On 5/11/05, Jean-Marc Desperrier <[EMAIL PROTECTED]> wrote:
> Peter Gutmann wrote:

> > Then consider the economic perspective.  Maintaining the infrastructure to
> > support that sort of massive demand will cost a considerable amount of 
> > money.
> 
> Consider the economic perspective of domain name and operating the DNS
> system. Suddenly it looks not random at all that Verisign owns Networks
> Solutions.

There seems to be some confusion about this still so while it's OT
I'll post it anyway. VeriSign bought Network Solutions which at the
time as a registry and a registrar. VeriSign  folded the registry into
it's core business and sold off the registrar. The registry is part of
VeriSign and the services are branded VeriSign Global Registry
Services. The registrar part is still called Network Solutions and I
believe it is owned privately today.

As the use of the internet grew it was decided that there should be
competitors in the domain name service space for the non country TLDs
(the country code TLDs are by default governed by the countires whose
ISO country code they represent, so dot-us is governed by or for the
US unless they choose to sell it off to someone else).

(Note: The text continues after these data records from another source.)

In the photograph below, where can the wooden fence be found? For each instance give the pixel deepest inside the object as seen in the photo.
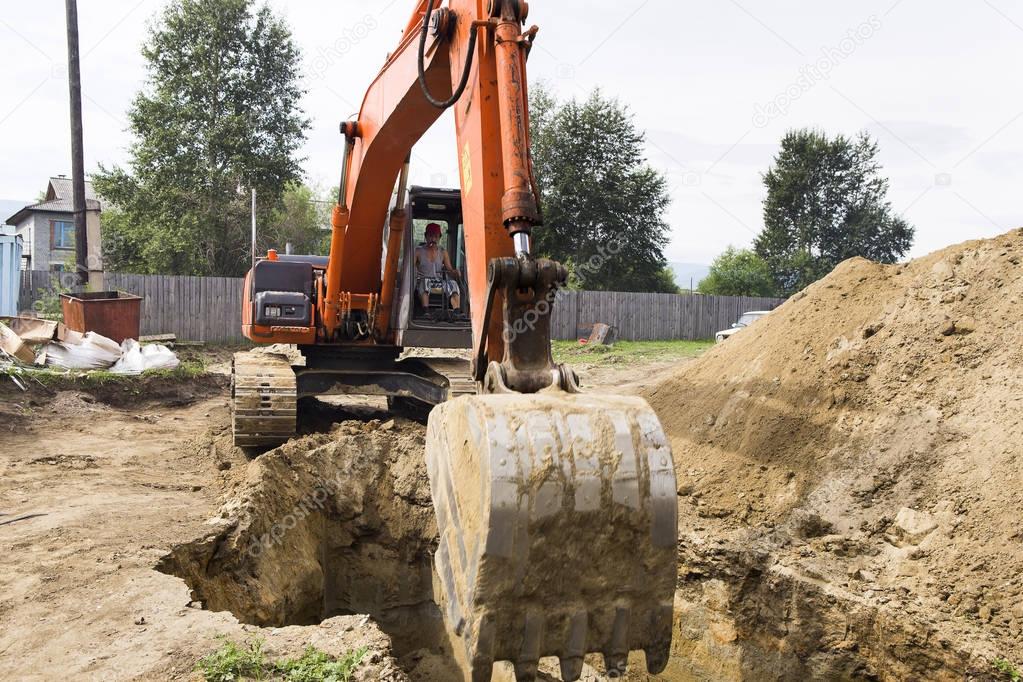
(209, 309)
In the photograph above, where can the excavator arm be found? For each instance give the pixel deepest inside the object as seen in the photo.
(557, 509)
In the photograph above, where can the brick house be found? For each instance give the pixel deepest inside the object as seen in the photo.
(47, 228)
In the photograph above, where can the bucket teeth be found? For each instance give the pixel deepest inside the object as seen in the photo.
(558, 520)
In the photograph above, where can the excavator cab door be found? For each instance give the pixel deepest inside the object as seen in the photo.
(436, 326)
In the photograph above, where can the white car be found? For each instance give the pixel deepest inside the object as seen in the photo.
(745, 321)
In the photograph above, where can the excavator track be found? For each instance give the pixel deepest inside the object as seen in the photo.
(559, 529)
(264, 392)
(458, 372)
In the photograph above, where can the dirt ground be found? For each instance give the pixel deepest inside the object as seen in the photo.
(95, 492)
(849, 473)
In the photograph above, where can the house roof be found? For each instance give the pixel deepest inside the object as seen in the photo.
(61, 188)
(59, 198)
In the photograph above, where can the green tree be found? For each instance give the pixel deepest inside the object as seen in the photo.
(218, 118)
(604, 206)
(827, 201)
(739, 272)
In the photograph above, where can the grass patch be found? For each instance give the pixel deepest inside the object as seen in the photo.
(315, 666)
(1008, 670)
(626, 353)
(231, 663)
(249, 662)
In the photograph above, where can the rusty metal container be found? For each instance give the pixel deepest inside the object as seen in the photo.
(112, 314)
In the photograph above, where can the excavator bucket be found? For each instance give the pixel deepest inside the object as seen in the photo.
(559, 528)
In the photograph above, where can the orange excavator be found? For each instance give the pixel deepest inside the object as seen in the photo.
(557, 509)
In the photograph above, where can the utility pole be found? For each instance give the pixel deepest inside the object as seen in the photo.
(77, 145)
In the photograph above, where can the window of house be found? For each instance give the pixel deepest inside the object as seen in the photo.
(63, 234)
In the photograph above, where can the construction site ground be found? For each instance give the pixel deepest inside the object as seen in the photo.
(849, 475)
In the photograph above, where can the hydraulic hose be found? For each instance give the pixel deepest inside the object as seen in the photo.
(443, 104)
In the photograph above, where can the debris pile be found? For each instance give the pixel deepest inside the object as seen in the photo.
(849, 475)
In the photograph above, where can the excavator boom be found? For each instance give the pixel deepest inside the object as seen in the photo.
(557, 509)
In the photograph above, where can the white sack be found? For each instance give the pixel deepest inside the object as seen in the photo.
(94, 352)
(136, 359)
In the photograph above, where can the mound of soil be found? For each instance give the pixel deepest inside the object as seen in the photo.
(849, 475)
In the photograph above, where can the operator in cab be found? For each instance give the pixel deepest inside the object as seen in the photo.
(432, 261)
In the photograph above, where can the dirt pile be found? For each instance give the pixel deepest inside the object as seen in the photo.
(849, 476)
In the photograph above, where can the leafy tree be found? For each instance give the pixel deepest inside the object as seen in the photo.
(219, 117)
(738, 272)
(302, 220)
(604, 206)
(827, 202)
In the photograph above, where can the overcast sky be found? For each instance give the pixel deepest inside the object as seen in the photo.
(715, 85)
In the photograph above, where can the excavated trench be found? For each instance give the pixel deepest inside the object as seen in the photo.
(336, 524)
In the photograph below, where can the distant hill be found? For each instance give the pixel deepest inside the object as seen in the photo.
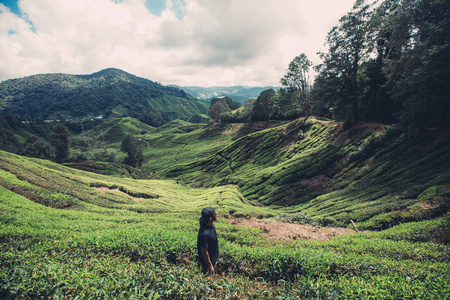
(237, 93)
(106, 94)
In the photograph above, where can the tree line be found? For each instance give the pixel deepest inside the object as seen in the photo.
(387, 62)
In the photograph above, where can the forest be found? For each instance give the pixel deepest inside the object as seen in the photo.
(103, 176)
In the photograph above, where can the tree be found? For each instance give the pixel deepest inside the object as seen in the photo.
(131, 146)
(263, 106)
(36, 147)
(296, 80)
(215, 110)
(348, 46)
(418, 66)
(60, 142)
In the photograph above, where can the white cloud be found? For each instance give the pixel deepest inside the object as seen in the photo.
(226, 42)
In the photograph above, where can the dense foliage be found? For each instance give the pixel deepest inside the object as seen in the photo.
(82, 235)
(388, 63)
(108, 93)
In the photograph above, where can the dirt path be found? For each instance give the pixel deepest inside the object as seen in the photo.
(105, 189)
(289, 231)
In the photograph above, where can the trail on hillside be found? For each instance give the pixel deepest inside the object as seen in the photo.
(289, 231)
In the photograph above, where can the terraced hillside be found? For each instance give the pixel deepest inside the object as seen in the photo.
(70, 234)
(317, 167)
(109, 93)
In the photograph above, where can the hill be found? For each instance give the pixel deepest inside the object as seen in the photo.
(66, 233)
(370, 173)
(105, 94)
(237, 93)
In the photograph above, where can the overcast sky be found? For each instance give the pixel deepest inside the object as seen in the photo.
(184, 42)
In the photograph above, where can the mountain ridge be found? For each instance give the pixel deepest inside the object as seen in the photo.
(109, 92)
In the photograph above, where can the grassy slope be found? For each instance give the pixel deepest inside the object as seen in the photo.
(60, 237)
(332, 174)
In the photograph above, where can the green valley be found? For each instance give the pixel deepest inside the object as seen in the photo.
(68, 233)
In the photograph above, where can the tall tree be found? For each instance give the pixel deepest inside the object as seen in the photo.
(349, 45)
(263, 106)
(296, 79)
(131, 146)
(418, 69)
(60, 142)
(216, 109)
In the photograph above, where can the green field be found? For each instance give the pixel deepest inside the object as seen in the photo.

The retailers
are called registrars - they are the ones that deal with people and
companies that want to register domain names. There was a need for a
mechanism to ensure that two registrars did not sell the same domain
name to two differnet people. The VeriSign DNS registry plays a few
roles such as:
-track current DNS information for domain names
-respond to DNS queries based on the current data
-provide machine to machine interfaces to enable registrars to publish
data updates

 
> > There's simply no way to do revocation checking in any kind of effective
> > manner, you can either make it effective but expensive so no-one will use 
> > it,
> > or cheap but ineffective so it just becomes a ritual to ward off evil 
> > spirits.
> 
> I rather agree about that problem description, I just don't understand
> why Ram declares that OCSP solves it. I tend to believe it can help in
> some situations, but make it worse in other, in fact make it worse for
> most cases if the client doesn't store the OCSP response and requests
> again everytime it accesses the object.

I agree with your conclusion and will add that a bad client
implementations is a form of DoS; imagine if web browsers did not
cache pages nor images, did not use HEAD checks. It would not be the
end of the web but it would much more expensive for everyone,
Bandwidth needs would be way higher and I expect that infrastructure
cost would be a burden on my usage experience (I have 3mb/s downlink
at home, that might feel more like 500kb/s) and the cost to websites
would go up as well.

VeriSign can scale DNS effectively. VeriSign can scale OCSP
effectively. The fact that DNS and OCSP can both be cached makes it
much more cost effective given clients with robust implementations. No
online service is immune to an aggressive enough network DoS attack,
on the other hand DoS against a well deployed OCSP system is unlikely
to be the most cost effective way to phish. Time will tell.